Être bien assuré en Suisse ne signifie pas automatiquement l'être à l'étranger. Un accident ou une maladie peut très vite creuser un trou béant dans le porte-monnaie, même non loin de la frontière suisse. Heinrich Fasel de Tafers (FR) en a récemment fait la douloureuse expérience.

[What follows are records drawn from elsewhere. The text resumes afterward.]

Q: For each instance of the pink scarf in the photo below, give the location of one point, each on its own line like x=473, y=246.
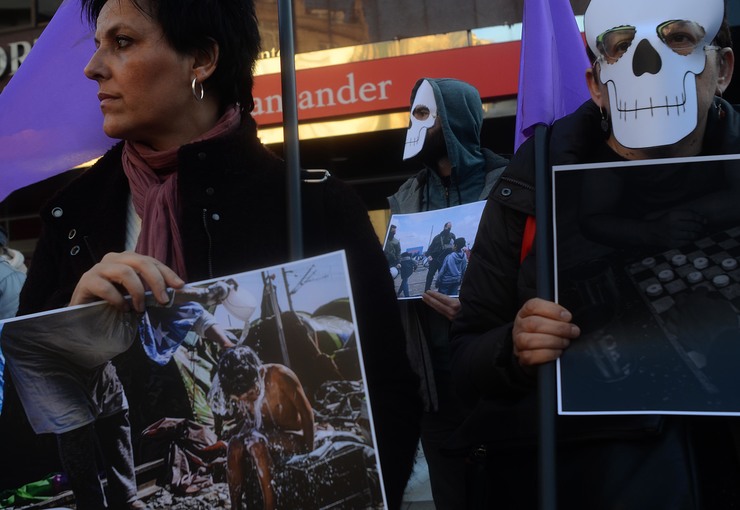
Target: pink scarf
x=152, y=177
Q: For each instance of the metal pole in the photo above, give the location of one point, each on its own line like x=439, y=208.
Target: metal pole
x=545, y=290
x=290, y=129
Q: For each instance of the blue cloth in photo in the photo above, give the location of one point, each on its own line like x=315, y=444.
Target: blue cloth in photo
x=163, y=329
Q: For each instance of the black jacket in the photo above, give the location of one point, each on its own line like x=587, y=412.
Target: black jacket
x=488, y=375
x=234, y=219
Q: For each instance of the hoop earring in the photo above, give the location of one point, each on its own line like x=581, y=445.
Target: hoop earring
x=721, y=114
x=604, y=120
x=199, y=94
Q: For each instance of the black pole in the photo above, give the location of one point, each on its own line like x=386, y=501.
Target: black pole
x=290, y=129
x=545, y=290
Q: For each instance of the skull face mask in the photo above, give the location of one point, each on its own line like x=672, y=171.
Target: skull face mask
x=423, y=116
x=649, y=54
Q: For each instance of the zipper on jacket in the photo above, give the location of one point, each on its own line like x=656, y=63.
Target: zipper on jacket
x=517, y=182
x=210, y=244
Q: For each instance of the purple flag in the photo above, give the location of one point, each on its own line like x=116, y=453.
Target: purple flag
x=50, y=118
x=552, y=67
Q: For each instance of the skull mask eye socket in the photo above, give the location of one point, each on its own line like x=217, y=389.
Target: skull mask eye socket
x=681, y=36
x=421, y=112
x=615, y=42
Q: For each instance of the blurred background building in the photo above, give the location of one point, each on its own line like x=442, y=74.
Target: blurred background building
x=357, y=61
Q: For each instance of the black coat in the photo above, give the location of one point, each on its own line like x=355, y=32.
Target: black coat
x=603, y=461
x=234, y=219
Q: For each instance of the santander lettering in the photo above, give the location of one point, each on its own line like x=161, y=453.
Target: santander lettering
x=324, y=97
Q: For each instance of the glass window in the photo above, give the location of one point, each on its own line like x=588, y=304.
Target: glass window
x=46, y=10
x=15, y=13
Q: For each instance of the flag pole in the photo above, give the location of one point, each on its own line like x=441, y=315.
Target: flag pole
x=545, y=290
x=291, y=149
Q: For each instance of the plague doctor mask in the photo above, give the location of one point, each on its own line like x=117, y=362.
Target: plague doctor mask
x=423, y=115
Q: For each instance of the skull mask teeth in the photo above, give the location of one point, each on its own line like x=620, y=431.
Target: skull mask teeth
x=649, y=66
x=423, y=101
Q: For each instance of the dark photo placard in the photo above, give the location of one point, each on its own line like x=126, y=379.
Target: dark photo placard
x=647, y=257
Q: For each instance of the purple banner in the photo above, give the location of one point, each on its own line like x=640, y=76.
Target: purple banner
x=553, y=65
x=50, y=119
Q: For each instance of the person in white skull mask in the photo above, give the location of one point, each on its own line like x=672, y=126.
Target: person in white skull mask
x=443, y=140
x=659, y=69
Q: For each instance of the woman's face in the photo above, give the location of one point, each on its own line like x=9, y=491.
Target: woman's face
x=144, y=84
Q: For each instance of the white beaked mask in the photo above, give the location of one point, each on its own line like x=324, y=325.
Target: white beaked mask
x=417, y=132
x=649, y=54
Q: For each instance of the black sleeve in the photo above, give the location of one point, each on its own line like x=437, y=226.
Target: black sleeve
x=494, y=287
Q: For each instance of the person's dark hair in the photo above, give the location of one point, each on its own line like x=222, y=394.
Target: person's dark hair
x=238, y=370
x=191, y=25
x=723, y=39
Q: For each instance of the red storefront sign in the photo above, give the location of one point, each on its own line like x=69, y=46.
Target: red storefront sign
x=385, y=84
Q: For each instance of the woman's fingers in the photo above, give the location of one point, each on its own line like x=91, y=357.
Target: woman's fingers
x=127, y=273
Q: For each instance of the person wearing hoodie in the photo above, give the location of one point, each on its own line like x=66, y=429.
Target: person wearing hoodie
x=444, y=138
x=12, y=277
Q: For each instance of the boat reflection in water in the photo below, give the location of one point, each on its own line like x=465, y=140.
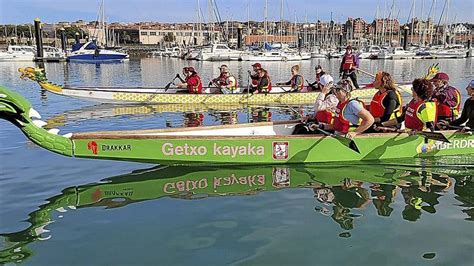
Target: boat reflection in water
x=339, y=191
x=190, y=115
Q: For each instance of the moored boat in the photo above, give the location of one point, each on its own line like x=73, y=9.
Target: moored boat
x=257, y=143
x=89, y=52
x=126, y=95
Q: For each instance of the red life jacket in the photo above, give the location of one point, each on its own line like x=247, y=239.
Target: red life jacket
x=268, y=88
x=340, y=123
x=376, y=105
x=411, y=118
x=444, y=110
x=293, y=82
x=221, y=80
x=324, y=116
x=194, y=84
x=255, y=80
x=348, y=62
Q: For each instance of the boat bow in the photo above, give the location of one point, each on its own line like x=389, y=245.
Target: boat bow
x=38, y=75
x=17, y=110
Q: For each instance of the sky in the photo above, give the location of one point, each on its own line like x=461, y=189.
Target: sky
x=51, y=11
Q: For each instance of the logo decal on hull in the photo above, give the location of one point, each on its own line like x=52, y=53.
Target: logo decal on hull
x=280, y=150
x=92, y=146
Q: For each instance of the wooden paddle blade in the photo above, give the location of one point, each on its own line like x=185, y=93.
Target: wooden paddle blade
x=343, y=140
x=168, y=86
x=434, y=136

Lors de ses vacances à ski à la station de Kühtai en Autriche en décembre dernier, Heinrich a fait une chute et s'est cassé l'épaule. Heureusement, il se fait rapidement opérer dans le Tyrol et peut reprendre son travail peu après son retour en Suisse. Mais la deuxième mauvaise nouvelle ne tarde pas: son assurance accident ne prend en charge que 530 des quelque 7200 francs de frais d'opération – et ce uniquement parce que Heinrich ne s'est pas fait soigner dans un hôpital répertorié par ladite assurance. Il déplore: «Personne ne m'a prévenu! Au contraire: on m'a dit qu'il n'y avait jamais eu de problèmes avec la Suva auparavant».

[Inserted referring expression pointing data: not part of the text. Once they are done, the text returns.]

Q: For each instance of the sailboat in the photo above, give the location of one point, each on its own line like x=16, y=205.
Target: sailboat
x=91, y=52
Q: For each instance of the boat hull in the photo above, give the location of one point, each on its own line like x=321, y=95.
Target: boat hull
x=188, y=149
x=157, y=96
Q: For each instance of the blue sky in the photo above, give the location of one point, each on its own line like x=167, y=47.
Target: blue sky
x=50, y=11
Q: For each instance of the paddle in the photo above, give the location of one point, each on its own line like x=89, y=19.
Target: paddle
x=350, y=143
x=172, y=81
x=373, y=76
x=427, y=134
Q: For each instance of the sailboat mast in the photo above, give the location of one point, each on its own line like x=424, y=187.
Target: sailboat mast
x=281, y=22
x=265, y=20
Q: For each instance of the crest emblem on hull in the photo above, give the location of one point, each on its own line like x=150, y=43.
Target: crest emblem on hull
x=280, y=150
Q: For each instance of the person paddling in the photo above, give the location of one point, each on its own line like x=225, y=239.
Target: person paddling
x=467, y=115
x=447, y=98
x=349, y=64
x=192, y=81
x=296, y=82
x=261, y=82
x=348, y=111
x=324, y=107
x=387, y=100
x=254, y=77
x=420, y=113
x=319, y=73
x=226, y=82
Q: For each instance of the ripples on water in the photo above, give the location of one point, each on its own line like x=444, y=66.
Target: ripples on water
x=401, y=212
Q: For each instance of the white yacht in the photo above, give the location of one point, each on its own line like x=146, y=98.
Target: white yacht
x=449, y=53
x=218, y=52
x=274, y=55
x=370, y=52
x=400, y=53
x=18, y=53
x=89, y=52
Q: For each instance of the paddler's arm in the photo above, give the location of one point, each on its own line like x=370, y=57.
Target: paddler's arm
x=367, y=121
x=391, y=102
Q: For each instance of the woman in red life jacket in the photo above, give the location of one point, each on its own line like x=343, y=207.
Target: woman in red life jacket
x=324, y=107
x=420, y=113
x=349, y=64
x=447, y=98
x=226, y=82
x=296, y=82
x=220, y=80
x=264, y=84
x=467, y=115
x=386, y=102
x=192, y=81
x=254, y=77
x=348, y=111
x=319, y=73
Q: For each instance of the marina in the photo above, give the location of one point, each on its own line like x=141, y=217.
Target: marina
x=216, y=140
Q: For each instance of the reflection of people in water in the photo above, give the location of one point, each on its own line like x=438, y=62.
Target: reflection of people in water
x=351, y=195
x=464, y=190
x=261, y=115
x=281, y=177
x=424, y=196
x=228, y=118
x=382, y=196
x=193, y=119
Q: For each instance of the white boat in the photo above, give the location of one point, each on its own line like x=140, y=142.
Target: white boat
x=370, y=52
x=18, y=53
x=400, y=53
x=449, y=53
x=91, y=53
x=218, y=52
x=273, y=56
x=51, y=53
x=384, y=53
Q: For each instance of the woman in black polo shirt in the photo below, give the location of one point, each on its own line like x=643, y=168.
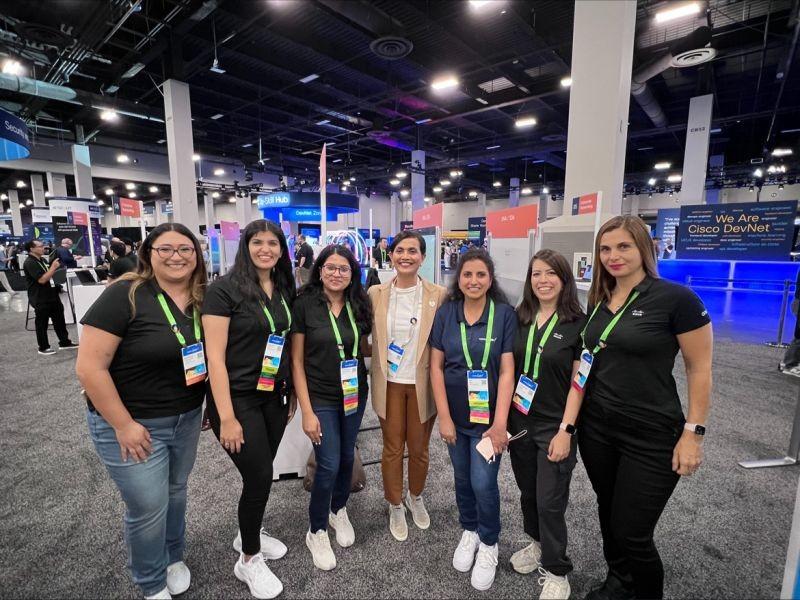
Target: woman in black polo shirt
x=246, y=319
x=634, y=439
x=472, y=375
x=332, y=319
x=142, y=366
x=547, y=351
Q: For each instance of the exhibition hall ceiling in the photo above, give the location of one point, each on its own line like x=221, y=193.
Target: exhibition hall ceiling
x=272, y=80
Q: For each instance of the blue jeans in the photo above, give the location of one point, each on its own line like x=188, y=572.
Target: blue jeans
x=335, y=456
x=477, y=494
x=154, y=492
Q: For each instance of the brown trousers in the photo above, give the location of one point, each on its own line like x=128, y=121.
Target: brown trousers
x=402, y=427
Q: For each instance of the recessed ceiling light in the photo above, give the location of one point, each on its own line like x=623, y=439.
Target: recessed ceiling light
x=525, y=122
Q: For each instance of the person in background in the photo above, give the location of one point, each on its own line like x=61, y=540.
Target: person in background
x=246, y=319
x=121, y=262
x=303, y=260
x=43, y=296
x=635, y=441
x=472, y=375
x=403, y=311
x=143, y=370
x=65, y=256
x=547, y=354
x=331, y=321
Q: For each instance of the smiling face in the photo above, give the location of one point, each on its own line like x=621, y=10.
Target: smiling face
x=265, y=250
x=545, y=284
x=619, y=254
x=407, y=257
x=179, y=267
x=474, y=280
x=336, y=273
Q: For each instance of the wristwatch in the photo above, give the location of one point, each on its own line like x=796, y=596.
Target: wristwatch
x=695, y=428
x=570, y=429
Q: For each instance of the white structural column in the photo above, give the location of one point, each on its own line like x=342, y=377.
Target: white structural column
x=180, y=146
x=417, y=180
x=82, y=169
x=695, y=157
x=16, y=216
x=37, y=189
x=599, y=100
x=513, y=192
x=57, y=184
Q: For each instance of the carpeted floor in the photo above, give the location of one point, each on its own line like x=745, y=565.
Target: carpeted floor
x=723, y=535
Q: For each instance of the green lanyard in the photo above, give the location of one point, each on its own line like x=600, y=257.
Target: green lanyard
x=174, y=326
x=335, y=327
x=551, y=324
x=487, y=344
x=272, y=323
x=607, y=331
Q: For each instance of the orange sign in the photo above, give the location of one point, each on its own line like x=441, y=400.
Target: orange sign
x=429, y=217
x=512, y=222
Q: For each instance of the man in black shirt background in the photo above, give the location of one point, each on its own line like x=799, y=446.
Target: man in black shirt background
x=43, y=297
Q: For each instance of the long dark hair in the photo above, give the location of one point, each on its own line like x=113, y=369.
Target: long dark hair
x=569, y=308
x=354, y=292
x=244, y=274
x=494, y=292
x=144, y=271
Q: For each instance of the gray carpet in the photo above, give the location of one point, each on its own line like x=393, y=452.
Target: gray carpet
x=723, y=535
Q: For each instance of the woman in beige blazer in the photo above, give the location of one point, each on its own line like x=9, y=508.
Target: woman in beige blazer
x=403, y=310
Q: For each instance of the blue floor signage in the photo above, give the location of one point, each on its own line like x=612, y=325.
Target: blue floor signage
x=742, y=231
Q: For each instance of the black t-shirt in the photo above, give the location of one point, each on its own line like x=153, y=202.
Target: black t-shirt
x=633, y=373
x=321, y=354
x=248, y=332
x=304, y=251
x=563, y=347
x=38, y=293
x=122, y=265
x=147, y=367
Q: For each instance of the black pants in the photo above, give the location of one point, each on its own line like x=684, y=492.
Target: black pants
x=263, y=420
x=630, y=467
x=544, y=495
x=52, y=310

Même pas 10% des coûts pris en charge
Heinrich est assuré contre les accidents par son employeur auprès de la Suva. Dans une décision, celle-ci justifie la maigre prise en charge des coûts par un accord entre la Suisse et l'Autriche. Celui-ci garantit aux citoyens de l'Etat partenaire la même assurance-accidents standard qu'à ses propres citoyens. Dans le cas de Heinrich, cela signifie que même pas 10% de ses frais d'opération lui seront remboursés. «C'est horrible ce qu'ils me font» s'exclame le Fribourgeois.
Heinrich s'était d'ailleurs fait opérer en Autriche pour que son temps de guérison soit le plus court possible, les indemnités journalières versées par la Suva auraient ainsi été très basses. «Les douleurs étaient supportables. Mais mon médecin m'a dit qu'à mon retour en Suisse, je devrais probablement attendre au moins deux semaines avant de pouvoir me faire opérer.»
Heinrich ne sait pas comment la Suva est arrivée à une prise en charge des coûts de moins de 10%. Malgré plusieurs demandes, il n'a pas reçu de réponse à ce sujet. Il ironise: «S'ils peuvent me prouver que la même opération n'aurait coûté que 530 francs en Suisse, je m'excuserai et paierai volontiers le reste moi-même. Mais cela n'arrivera pas». Il a demandé à un ami médecin suisse et celui-ci estime les coûts de l'opération dans notre pays à au moins 11'000 francs.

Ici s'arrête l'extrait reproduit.